Included in that group is the famed Nasdaq 100 Index and ETFs such as the Invesco QQQ Trust (QQQ ) and the Invesco NASDAQ 100 ETF (QQQM ). Both Invesco funds follow the cap-weighted version of NDX.
Explaining why QQQ and QQQM are scuffling this year isn’t difficult. A lot of it boils down to growth stocks being vulnerable to rising interest rates owing to longer-term cash flows. Those woes are compounded by recession speculation — an obvious drag on those two ETFs because each allocates 15.34% to the consumer discretionary sector, and that doesn’t include the consumer-focused companies residing in the communication services sector.
On the upside, there are some deals to be had among QQQ and QQQM components.
“That is why Barron’s screened for Nasdaq100 firms that have fallen more than 20%, including dividends, this year.

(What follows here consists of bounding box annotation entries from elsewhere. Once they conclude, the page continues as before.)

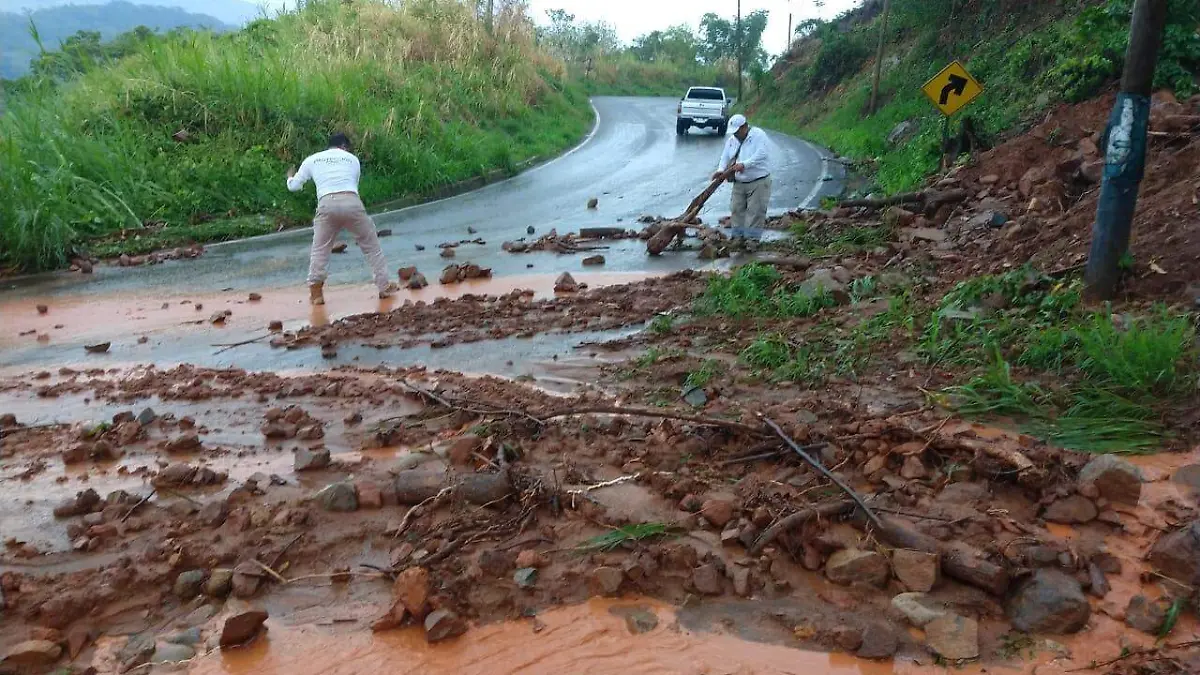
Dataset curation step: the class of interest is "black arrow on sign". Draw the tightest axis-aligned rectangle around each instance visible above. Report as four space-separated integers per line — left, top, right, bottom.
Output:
937 74 967 106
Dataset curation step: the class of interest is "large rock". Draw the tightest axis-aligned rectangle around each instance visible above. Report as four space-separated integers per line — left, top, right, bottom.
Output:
0 640 62 673
592 567 625 596
425 609 467 643
856 623 900 658
892 549 942 593
892 593 946 628
1042 495 1099 525
1148 520 1200 586
826 549 889 587
173 569 208 601
221 609 269 649
925 614 979 661
1079 455 1144 506
316 483 359 513
700 498 733 527
391 567 430 621
1004 569 1092 634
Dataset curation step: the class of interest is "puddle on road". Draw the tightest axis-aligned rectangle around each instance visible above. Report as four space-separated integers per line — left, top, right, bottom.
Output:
188 599 902 675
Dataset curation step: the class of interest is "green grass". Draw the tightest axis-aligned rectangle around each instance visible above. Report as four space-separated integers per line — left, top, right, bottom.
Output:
684 359 722 387
576 522 674 551
750 0 1200 192
0 0 592 270
696 263 838 318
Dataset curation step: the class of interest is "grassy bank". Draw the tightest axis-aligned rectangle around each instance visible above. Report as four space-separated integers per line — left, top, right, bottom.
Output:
751 0 1200 192
0 0 592 270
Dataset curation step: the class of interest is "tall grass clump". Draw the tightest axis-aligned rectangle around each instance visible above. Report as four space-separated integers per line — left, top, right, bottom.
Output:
0 0 592 270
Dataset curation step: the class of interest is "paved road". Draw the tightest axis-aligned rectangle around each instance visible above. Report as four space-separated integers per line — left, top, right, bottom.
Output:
0 97 841 303
0 97 841 369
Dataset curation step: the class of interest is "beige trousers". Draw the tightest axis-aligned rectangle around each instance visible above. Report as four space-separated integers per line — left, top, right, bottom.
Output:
308 192 389 291
730 175 770 239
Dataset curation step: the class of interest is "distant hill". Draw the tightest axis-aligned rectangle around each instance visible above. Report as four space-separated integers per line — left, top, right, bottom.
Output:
0 0 233 79
0 0 262 25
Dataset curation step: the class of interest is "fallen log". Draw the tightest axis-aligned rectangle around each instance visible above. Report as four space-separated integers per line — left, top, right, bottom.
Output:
580 227 625 239
646 165 733 256
864 518 1008 596
394 471 514 504
749 500 856 556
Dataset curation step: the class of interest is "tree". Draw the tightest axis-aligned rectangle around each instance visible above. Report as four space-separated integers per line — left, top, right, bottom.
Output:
629 25 700 64
700 10 768 70
538 10 620 62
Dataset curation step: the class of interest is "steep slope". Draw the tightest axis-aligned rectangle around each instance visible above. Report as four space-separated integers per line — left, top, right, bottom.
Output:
750 0 1200 191
0 0 592 270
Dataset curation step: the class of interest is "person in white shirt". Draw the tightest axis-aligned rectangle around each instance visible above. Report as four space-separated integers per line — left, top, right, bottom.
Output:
713 115 770 245
288 133 398 305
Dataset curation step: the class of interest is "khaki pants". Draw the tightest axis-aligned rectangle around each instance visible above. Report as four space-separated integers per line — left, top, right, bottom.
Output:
730 175 770 239
308 192 389 291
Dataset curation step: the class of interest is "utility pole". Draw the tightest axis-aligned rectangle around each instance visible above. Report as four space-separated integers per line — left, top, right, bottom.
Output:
866 0 892 115
1085 0 1168 300
738 0 742 103
784 0 792 54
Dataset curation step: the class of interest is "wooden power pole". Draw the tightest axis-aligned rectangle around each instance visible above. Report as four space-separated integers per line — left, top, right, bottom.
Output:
866 0 892 115
1086 0 1168 300
738 0 742 103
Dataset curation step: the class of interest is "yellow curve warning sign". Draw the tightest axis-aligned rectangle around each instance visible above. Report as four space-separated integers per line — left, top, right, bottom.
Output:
920 61 983 117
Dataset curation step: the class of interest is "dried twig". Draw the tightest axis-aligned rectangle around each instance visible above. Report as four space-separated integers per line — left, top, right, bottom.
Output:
1067 640 1200 673
391 485 455 539
762 417 883 527
121 490 158 522
540 406 762 436
749 500 854 556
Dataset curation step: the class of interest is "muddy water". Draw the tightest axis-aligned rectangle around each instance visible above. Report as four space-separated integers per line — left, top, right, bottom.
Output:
188 601 902 675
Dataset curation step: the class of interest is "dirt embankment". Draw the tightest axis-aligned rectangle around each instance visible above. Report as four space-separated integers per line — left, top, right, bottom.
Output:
0 91 1200 673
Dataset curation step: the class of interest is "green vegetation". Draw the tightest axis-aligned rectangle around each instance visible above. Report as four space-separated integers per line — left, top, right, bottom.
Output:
750 0 1200 192
684 359 722 387
576 522 676 551
539 10 767 97
696 263 836 318
918 269 1196 452
0 0 592 270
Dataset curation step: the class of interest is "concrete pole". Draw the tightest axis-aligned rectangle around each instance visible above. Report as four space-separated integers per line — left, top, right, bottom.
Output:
1085 0 1168 300
866 0 892 115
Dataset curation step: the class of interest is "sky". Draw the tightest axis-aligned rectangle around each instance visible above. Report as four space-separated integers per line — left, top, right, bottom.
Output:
529 0 862 55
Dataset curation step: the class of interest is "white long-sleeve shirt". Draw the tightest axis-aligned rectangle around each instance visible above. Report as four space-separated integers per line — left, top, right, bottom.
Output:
288 148 362 199
716 126 770 183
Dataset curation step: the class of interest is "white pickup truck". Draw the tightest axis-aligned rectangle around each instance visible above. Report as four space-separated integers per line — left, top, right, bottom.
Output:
676 86 733 136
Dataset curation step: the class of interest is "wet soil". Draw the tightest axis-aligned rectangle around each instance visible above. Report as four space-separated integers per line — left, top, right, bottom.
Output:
0 91 1200 675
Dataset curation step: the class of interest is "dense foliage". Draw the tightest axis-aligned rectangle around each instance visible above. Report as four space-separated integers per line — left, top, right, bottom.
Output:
754 0 1200 191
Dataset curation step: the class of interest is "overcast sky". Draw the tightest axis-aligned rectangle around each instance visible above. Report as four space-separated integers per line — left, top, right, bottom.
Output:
529 0 862 55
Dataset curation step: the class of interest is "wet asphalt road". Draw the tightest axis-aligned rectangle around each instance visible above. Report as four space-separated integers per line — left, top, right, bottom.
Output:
0 97 842 375
0 97 842 299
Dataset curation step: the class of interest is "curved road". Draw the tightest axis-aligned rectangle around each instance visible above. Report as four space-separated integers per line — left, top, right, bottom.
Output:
0 97 842 299
0 98 841 370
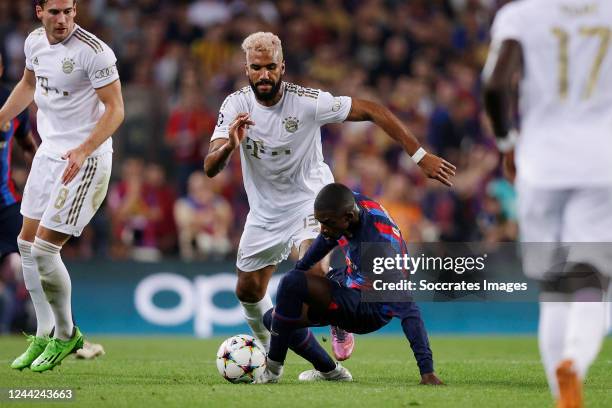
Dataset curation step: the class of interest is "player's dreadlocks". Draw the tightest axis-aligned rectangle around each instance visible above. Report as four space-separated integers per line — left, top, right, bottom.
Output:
315 183 355 214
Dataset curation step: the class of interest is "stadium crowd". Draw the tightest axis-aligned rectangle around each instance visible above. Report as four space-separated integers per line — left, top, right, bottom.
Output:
0 0 517 270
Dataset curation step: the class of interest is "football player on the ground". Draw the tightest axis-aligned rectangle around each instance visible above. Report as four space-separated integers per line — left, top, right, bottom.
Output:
257 183 442 385
204 32 455 372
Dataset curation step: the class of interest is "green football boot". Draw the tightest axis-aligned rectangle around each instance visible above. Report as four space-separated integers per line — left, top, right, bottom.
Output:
11 333 50 370
30 326 83 373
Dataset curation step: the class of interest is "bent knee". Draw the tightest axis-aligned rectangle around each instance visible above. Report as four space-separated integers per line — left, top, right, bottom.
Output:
278 270 308 295
236 275 268 303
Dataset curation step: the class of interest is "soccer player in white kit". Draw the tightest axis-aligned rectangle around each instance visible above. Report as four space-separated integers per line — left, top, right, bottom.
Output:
0 0 124 372
483 0 612 407
204 32 455 370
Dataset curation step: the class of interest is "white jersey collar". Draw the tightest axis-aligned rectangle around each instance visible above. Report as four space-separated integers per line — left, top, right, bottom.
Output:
45 23 81 48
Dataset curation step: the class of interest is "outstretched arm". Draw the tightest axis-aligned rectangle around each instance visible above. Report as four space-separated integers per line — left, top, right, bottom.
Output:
346 98 456 186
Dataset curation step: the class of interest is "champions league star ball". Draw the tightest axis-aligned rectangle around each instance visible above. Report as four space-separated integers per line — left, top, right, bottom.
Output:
217 334 266 384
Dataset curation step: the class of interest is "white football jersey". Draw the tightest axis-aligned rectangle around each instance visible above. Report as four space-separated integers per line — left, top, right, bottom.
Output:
24 24 119 157
484 0 612 188
211 82 351 223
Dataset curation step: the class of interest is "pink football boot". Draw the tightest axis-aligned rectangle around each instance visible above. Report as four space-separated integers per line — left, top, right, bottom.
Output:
331 326 355 361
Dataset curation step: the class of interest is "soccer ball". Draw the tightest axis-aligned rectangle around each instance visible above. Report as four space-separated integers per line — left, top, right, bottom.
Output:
217 334 266 384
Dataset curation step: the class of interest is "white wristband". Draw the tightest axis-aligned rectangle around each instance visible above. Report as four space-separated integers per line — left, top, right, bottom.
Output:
411 147 427 164
497 129 518 153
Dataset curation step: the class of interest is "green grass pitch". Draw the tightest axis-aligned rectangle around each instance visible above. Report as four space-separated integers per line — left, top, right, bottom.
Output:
0 335 612 408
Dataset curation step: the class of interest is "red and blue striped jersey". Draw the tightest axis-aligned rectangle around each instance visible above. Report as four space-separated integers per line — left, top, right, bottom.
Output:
338 193 407 289
296 193 407 289
0 87 30 209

We then filtered out firms with a forward price-to-earnings multiple greater than the S&P 500’s average of 16.7 times estimated 2023 earnings, according to Bloomberg. Lastly, we narrowed the screen to firms with estimated 2023 sales growth of 8% or more, per Bloomberg estimates,” reported Connor Smith for Barron’s.
Some prominent QQQ and QQQM holdings make the Barron’s list of undervalued names. Those include Facebook parent Meta Platforms (NASDAQ:FB) and semiconductor giant Nvidia (NASDAQ:NVDA). That pair combines for about 7% of the weight of the aforementioned ETFs.
Speaking of inexpensive semiconductors, the Nasdaq 100 is currently loaded with such names beyond Nvidia. According to the Barron’s list, Applied Materials (NASDAQ:AMAT), Lam Research (NASDAQ:LRCX), Micron Technology (NASDAQ:MU), and Qualcomm (NASDAQ:QCOM) all fit that bill. Those stocks combine for over 3% of the Nasdaq 100.
Other venerable Nasdaq 100 names are also considered attractively valued today. Those include Google parent Alphabet (NASDAQ:GOOG) and Netflix (NASDAQ:NFLX). The two shares of Alphabet combine for over 7% of QQQ and QQQM, while Netflix commands a weight of 0.75% in the ETFs.
“Alphabet stock trades at 15.93 times estimated 2023 earnings and is expected to grow sales by 16% in 2023. That doesn’t mean it’s all rosy for the Google parent. Macroeconomic concerns could weigh on the firm’s search and cloud businesses in the coming months,” according to Barron’s.